Forum żeglarskie
https://forum.zegluj.net/

Środowe Warsztaty na Zegrzu
https://forum.zegluj.net/viewtopic.php?f=72&t=12482
Strona 4 z 6

Autor:  robhosailor [ 1 sie 2012, o 13:13 ]
Tytuł:  Re: Środowe Warsztaty na Zegrzu

robhosailor napisał(a):
płetwa steru "Sporti" leży już właśnie w moim garażu, czeka na bardziej obiektywną ocenę jej stanu technicznego. Na oko jest dość sfatygowana, głównie z powodu nieuważnej eksploatacji, otarcia laminatu odsłoniły w kilku miejscach sklejkę, ciekawe ile ta sklejka już nachłeptała się wody... Na razie schnie.

Oczywiście - można pewnie to zostawić, pozwolić jej dalej chłonąć wodę, po sezonie, a może dwóch, kupić nową (600 zł???) bo ta się rozpadnie.

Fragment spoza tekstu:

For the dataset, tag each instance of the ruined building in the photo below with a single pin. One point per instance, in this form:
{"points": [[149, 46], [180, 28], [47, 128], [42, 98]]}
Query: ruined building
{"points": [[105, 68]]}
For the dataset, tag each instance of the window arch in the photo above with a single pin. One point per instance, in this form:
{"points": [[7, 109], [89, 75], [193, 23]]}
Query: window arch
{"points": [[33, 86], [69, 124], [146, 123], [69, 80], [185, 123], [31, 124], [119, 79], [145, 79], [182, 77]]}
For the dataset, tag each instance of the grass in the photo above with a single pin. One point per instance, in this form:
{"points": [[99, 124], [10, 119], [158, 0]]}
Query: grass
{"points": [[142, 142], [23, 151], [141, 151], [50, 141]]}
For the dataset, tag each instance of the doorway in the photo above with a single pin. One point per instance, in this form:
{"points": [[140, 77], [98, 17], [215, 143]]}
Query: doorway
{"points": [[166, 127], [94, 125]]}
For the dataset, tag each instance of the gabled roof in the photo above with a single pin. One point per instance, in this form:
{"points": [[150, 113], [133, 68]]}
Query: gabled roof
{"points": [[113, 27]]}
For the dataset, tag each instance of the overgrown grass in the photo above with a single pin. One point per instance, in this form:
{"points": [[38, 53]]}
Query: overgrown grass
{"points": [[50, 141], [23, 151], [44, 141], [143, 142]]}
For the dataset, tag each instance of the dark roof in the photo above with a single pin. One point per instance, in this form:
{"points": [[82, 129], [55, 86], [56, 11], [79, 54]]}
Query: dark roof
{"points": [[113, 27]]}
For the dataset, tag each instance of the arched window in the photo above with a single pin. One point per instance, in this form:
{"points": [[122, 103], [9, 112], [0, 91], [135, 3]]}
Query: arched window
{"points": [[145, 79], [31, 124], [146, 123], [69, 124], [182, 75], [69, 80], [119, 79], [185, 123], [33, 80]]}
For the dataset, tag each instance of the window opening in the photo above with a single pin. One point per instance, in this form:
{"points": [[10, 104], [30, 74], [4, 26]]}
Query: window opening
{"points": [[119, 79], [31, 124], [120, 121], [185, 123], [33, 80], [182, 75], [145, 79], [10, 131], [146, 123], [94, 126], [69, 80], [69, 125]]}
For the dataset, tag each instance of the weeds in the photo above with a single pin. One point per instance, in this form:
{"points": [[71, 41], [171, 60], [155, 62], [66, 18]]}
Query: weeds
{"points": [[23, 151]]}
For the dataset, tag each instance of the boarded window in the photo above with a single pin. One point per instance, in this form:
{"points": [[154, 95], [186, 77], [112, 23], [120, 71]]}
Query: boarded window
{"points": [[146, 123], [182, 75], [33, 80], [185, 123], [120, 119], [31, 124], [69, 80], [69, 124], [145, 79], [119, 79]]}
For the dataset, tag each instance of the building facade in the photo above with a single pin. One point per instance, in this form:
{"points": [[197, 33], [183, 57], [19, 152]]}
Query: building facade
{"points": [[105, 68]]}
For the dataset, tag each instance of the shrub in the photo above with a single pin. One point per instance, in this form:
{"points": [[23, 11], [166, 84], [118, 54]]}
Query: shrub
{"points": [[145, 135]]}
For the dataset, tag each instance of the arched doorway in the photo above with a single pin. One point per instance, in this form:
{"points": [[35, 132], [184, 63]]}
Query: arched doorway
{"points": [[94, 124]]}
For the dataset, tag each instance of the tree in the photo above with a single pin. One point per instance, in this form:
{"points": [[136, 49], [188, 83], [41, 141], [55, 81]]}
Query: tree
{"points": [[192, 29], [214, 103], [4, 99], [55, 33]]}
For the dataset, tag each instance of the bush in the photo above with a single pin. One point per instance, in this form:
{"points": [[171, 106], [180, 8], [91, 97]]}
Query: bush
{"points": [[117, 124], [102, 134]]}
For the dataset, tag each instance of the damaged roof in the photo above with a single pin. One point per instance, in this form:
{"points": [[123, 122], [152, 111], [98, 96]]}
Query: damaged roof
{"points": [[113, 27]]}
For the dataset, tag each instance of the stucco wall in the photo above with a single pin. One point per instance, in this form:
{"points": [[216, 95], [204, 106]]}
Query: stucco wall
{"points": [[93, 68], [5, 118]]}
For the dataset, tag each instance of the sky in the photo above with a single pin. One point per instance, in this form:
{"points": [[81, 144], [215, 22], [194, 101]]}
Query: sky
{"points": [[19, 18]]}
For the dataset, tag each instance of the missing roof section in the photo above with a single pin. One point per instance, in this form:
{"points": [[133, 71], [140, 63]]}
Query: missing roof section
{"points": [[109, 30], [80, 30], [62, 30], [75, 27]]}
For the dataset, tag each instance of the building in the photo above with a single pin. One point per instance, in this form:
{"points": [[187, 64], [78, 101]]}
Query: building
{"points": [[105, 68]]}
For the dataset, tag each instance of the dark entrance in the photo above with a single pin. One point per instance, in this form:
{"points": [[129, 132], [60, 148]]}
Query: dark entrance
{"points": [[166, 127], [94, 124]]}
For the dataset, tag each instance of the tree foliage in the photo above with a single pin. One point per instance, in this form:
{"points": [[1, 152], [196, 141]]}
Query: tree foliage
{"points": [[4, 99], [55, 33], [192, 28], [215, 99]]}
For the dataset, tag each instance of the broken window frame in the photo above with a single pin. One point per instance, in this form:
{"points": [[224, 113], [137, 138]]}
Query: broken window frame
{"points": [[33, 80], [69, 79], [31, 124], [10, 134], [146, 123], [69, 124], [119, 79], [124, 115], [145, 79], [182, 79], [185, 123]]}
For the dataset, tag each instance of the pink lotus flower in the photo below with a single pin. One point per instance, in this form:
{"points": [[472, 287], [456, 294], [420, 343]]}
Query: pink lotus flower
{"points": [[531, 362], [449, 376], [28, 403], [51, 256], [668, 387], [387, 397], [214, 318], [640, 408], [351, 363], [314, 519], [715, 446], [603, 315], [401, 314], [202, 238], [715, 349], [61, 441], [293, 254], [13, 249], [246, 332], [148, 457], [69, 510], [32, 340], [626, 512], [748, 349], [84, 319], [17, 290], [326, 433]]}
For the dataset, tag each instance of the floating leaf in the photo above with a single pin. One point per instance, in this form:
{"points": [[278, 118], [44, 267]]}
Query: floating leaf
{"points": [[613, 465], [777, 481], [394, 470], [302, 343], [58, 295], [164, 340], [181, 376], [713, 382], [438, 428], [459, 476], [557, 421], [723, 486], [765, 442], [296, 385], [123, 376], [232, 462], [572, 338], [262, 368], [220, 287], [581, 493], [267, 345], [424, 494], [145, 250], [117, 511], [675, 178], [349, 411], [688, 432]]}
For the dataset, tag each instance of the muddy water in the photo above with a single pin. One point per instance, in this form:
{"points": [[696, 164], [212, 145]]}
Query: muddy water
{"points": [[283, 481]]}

Można też zrobić szybką i tanią naprawę za parę złotych i przynajmniej zatrzymać proces degradacji na parę lat. Wczoraj dostałem "instrukcję", żeby jej nie zepsuć.

Osądźcie zresztą sami, czy takie coś można zostawić??? W kilku miejscach odsłonięta sklejka, w kilku miejscach odsłonięty laminat, w kilku miejscach pęknięcia laminatu na krawędzi itp. itd. Zdjęcia zrobione przed chwilą - tylko z jednej strony płetwy, tej gorszej, ale druga nie jest wcale idealna...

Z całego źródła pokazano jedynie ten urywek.